In the fight though, we see him beefed out in a simple muscle-contest. Unsurprisingly the fight is exactly as ‘challenging’ as one might expect when the, shall we say, compact Joker meets the well-trained Batman.
What makes this tragic mistake even worse is the fact that when playing as the Joker in the challenge rooms, he’s actually pretty good at holding his own – he definitely had moves he could have busted out against Batman, but evidently he just chose not to?
He may not be a physical threat but Rocksteady let him down by not focussing on the other ways he could have made Batsies life harder. It’s not all about fist-fights!
4. AC 2 – Rodrigo Borgia
Ezio’s hatred for the Borgia’s has him murder every last one of them – except of course, for their leader – the man most responsible for all the misfortune he’s had to deal with so far. The setup of it all is great – there are two Eden pieces, Borgia made it all the way to being Pope and we had to break into the Vatican to confront him…
And then the final fight between the both of them is a fist-fight in a barely decorated arena-like room? What? Did Ubisoft forget to replace their test content or is this really the best they could do? The fact that Ezio chooses not to kill him is understandable – after all, had he done so, the game would have lost most of its historical credibility (no, the events aren’t real, but they do try to keep the framework together), but that isn’t the problem.

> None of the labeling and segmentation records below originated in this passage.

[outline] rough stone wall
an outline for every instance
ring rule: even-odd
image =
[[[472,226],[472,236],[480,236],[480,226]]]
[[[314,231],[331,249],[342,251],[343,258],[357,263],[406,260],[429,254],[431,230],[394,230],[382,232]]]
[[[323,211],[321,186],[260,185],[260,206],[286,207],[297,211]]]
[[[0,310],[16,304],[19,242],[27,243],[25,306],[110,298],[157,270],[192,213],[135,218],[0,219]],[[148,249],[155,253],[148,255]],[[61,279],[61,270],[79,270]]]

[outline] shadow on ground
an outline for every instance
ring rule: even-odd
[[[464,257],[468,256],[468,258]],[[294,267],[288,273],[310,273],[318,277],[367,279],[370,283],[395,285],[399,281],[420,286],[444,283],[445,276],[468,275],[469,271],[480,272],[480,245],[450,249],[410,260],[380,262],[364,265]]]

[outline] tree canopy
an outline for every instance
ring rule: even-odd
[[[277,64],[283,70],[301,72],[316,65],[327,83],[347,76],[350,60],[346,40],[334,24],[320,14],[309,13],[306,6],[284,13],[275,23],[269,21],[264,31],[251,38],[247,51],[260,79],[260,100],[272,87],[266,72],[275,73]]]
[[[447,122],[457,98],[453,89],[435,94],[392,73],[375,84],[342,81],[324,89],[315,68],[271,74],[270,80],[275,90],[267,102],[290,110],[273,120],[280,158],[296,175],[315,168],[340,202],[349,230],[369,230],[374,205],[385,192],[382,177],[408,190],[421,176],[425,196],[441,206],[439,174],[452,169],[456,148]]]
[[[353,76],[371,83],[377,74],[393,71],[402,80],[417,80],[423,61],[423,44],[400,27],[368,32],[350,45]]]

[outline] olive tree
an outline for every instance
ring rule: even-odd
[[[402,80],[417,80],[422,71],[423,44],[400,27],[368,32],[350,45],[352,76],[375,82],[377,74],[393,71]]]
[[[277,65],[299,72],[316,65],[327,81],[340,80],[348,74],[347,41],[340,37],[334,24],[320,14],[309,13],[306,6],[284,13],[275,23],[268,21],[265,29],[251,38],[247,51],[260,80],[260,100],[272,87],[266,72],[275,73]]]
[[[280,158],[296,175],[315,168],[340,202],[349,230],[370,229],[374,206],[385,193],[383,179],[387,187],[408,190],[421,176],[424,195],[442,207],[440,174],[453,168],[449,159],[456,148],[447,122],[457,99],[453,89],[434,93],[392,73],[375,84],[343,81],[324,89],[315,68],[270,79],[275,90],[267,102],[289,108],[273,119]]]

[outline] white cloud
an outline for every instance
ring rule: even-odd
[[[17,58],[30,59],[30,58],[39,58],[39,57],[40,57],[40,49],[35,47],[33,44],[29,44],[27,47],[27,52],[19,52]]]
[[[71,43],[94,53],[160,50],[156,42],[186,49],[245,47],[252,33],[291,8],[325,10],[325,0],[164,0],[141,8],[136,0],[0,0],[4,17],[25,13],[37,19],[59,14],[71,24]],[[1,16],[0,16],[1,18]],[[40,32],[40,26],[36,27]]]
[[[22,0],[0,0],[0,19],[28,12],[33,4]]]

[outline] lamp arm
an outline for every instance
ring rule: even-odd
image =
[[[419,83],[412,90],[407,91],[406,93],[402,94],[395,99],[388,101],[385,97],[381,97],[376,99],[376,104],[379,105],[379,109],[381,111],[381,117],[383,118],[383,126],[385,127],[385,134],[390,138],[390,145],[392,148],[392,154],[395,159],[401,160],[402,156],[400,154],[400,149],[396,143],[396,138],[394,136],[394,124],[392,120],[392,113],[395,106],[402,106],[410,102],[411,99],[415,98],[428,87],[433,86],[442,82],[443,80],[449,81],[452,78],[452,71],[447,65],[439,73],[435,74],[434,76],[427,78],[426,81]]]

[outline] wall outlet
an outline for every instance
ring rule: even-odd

We don’t mind that he lived – we mind that with two pieces of godly power between them, after a journey of revenge that spanned years, we get to trade blows with the Pope. It’s anti-climatic, it’s boring and it’s a disappointing conclusion after a great setup.
The fact that we get to murder his son (celibacy, shmellibacy) is quite satisfying in Brotherhood, but it hardly made up for the sheer betrayal of an end that AC 2 settled us with.